The icon on the left is a "bookshelf, indicating one or more images or documents have been categorized under one of these "titles".

Click "Bristol and Frazer Nash Documents", third from the top, and you will see this:

You can click on any of the small images or the Acrobat icon to see the full document.  If you click on the "page" to the left of these, you may see Greenstone's text of the same document, if available.

You can go back to the main screen again and enter the "Fabulous Fifties" newsletter collection or the Petersen Automotive Museum collection and search or browse in a similar manner.

At this stage, the indexing and categorization in these collections is not consistent or complete, but these samples should demonstrate Greenstone's potential nevertheless.  As we learn more, our categorization skills will improve!  More important - we want to form a community of users to settle on standards for "titles", "descriptions", and "subjects".  "Car.make", "car.manufacturer", and "car.year" are much easier to understand!

Email me with any questions!  Bob Schmitt, rgschmitt@gmail.com

Greenstone Digital Library Background

Greenstone is designed to organize digital media into a "library".  It originated from and has an active development team at Waikato University, Hamilton, New Zealand.  It follows widely-accepted digital library standards and is both very professional and powerful.

Making a Greenstone Digital Collection

To make a Greenstone collection:

1.   Define a "Collection" name.

2.   "Gather" the material by dragging the images/documents in from local drives to a window.

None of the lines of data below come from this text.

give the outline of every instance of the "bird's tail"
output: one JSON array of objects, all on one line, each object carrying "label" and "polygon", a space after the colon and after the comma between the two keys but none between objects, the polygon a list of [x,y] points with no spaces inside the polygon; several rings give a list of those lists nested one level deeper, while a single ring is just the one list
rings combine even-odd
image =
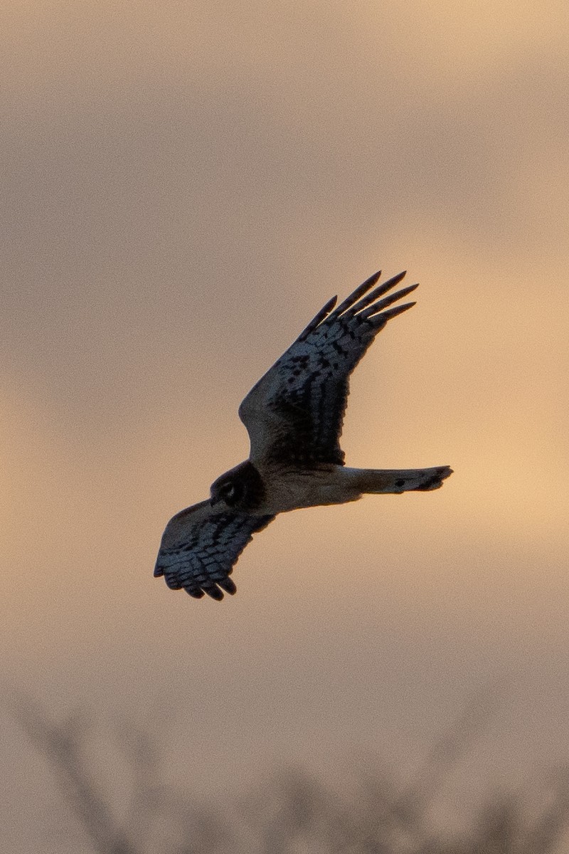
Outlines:
[{"label": "bird's tail", "polygon": [[432,469],[345,469],[362,493],[394,493],[438,489],[452,474],[448,465]]}]

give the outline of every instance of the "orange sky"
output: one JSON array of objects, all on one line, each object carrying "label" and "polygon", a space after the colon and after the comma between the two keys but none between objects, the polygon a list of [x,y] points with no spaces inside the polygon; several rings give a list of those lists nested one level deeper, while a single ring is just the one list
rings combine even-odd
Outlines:
[{"label": "orange sky", "polygon": [[[158,724],[201,791],[406,762],[496,680],[482,770],[566,760],[566,4],[0,17],[8,684]],[[247,456],[239,402],[377,266],[421,287],[354,375],[348,462],[455,475],[279,518],[234,599],[168,591],[164,524]],[[6,729],[10,809],[38,793]]]}]

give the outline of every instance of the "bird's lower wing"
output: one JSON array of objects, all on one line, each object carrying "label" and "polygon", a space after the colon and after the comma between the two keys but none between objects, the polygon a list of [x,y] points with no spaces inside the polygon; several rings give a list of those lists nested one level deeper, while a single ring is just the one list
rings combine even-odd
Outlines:
[{"label": "bird's lower wing", "polygon": [[251,389],[239,415],[252,459],[343,464],[340,436],[349,376],[387,321],[415,305],[388,308],[416,288],[386,296],[404,276],[374,288],[375,273],[334,311],[331,300]]},{"label": "bird's lower wing", "polygon": [[164,576],[169,588],[183,588],[195,599],[207,594],[221,600],[224,591],[233,594],[236,588],[229,575],[234,564],[253,535],[274,518],[216,512],[209,501],[188,507],[166,525],[154,576]]}]

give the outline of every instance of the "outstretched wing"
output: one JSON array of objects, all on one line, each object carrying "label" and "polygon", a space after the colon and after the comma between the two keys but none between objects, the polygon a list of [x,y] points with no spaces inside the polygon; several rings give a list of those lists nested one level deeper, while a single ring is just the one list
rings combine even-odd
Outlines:
[{"label": "outstretched wing", "polygon": [[247,395],[239,416],[251,440],[251,459],[343,465],[340,436],[350,374],[387,321],[415,305],[388,308],[417,285],[384,296],[405,273],[371,290],[380,275],[371,276],[334,311],[336,297],[330,300]]},{"label": "outstretched wing", "polygon": [[174,516],[162,535],[154,576],[164,576],[172,590],[182,588],[201,599],[207,594],[221,600],[233,594],[229,578],[234,564],[255,531],[260,531],[274,516],[216,512],[209,501],[187,507]]}]

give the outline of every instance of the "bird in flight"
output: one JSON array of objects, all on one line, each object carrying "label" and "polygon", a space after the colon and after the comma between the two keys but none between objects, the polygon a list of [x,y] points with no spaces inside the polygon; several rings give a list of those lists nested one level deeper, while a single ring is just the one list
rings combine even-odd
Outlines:
[{"label": "bird in flight", "polygon": [[438,489],[452,474],[429,469],[355,469],[340,447],[350,374],[388,320],[415,302],[389,307],[417,287],[389,293],[400,272],[377,287],[374,273],[340,305],[327,302],[239,407],[249,459],[226,471],[211,496],[174,516],[162,536],[154,576],[195,599],[235,592],[239,555],[277,513],[355,501],[366,494]]}]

3.   Optionally "Enrich" each item with "meta-tags", a traditional librarian function. Numerous (new) meta tags can be added to any item.  Meta-tags have been added to many documents in the sample by the Enrich function.

4.   Numerous other index and search categories on the meta-tags for each item are available and can be pre-defined during the "Design" stage by an author or librarian.  Also, Greenstone "plug-ins" extract meta-tags from many item types.  The most recent Greenstone release, 2.85, extracts EXIF meta-tags from digital photos.  My testing confirms this.

5.  In the "Create" stage all items in the Collection are indexed and categorized.  This can be a lengthy process depending on the speed of the computer and Collection size.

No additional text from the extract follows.